Salah satu netizen berkomentar, "Turbo aja ya pak yang naik, jangan yg lain."
Ada pula yang merasa lega namun tetap waspada dengan berkomentar, "Mau bilang alhamdulillah Pertalite enggak naik, takut digruduk."
Di sisi lain, muncul pula komentar-komentar satir yang menyoroti perbedaan kelas sosial pengguna BBM tersebut.
Beberapa netizen menganggap mereka yang menggunakan Pertamax Turbo adalah kelompok masyarakat yang sangat mampu sehingga kenaikan ini dianggap sebagai bentuk keadilan distribusi beban ekonomi.
"Alhamdulillah yang kaya biar miskin," celetuk seorang netizen.
Senada dengan itu, netizen lain menambahkan, "Yang biasa pake Pertamax Turbo itu berarti orangnya kaya atau mampu banget."
Meskipun harga BBM non-subsidi jenis Pertamax Turbo, Dexlite, dan Pertamina Dex mengalami kenaikan signifikan, pihak Pertamina terpantau masih menjaga stabilitas harga untuk beberapa jenis produk lainnya.

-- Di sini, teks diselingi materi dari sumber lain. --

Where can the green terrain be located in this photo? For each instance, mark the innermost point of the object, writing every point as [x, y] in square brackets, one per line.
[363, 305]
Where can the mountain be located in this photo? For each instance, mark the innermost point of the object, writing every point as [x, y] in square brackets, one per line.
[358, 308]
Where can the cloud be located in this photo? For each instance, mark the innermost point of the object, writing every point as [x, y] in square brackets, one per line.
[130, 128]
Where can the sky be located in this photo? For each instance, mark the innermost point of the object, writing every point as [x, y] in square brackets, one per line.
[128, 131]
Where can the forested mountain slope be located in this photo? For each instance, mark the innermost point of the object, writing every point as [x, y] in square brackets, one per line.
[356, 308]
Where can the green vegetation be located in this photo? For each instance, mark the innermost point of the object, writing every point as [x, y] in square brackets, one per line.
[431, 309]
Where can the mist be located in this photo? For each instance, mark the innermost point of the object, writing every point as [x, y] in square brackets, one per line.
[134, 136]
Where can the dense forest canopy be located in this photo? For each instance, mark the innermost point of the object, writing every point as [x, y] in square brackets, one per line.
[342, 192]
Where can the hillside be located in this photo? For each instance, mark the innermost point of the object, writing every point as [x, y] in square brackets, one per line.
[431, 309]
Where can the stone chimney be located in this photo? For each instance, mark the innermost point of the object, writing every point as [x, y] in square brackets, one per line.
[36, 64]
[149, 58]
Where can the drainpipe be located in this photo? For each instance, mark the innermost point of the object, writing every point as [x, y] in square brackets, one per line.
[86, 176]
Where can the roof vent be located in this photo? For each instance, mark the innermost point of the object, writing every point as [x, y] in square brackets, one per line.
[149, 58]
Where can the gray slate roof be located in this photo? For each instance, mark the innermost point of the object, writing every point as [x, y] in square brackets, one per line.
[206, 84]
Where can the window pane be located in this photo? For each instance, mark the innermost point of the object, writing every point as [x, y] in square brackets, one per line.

Hingga saat ini, harga BBM Pertamax (RON 92) masih dipertahankan pada angka Rp12.300 per liter dan Pertamax Green tetap Rp12.900 per liter.
Kabar baiknya bagi masyarakat luas, Pertamina juga belum mengubah harga BBM subsidi, di mana Pertalite tetap Rp10.000 per liter dan Biosolar tetap Rp6.800 per liter.
Penyesuaian harga ini tercatat tidak hanya terjadi di Jakarta, tetapi juga dialami di sejumlah provinsi lainnya di Indonesia.